The Centers for Medicare and Medicaid Services (CMS) have a new rule that allows a more proactive approach to enforcement efforts. Lawmakers wrote the rule to provide another tool against health care fraud. According to the Federal Register, the Program Integrity Enhancements to the Provider Enrollment Process, has two main provisions.
Provision #1: Required reporting of affiliations
The rule requires providers and suppliers of Medicare, Medicaid and Children’s Health Insurance Program (CHIP) to disclose affiliation with certain “bad actors.” For the purposes of this rule, the law defines a bad actor as those who 1) have uncollected debt, 2) have payment suspended from a federal health care program or are 3) excluded from these programs or have had billing privileges denied or revoked.
Some examples of an affiliation as defined within this rule include a direct or indirect ownership of 5% or greater, general or limited partnership interest, operational or managerial control over the organization, and the presence as an officer or director in the organization.
The agency stated this rule will reduce the risk that a bad actor would close down one fraudulent operation to start up another.
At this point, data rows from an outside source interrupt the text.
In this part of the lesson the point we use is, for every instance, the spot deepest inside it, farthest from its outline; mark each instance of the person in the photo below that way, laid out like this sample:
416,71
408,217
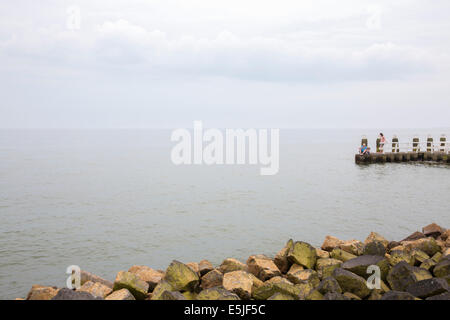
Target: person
364,150
382,142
Provision #2: CMS given greater authority
The rule also allows expands the CMS’ ability to revoke provider and supplier enrollment in these federal programs and increase the maximum reenrollment period from three years to ten.
The agency expects to see 2,600 new revocations annually as a result of this rule. Although the change will likely translate to increased government savings, it also poses a risk of an overbroad approach. Several commentators have voiced this concern, noting many failures to report are mere oversights and not intentional instances of fraud. As a result, a revocation in these instances is likely an overly severe penalty.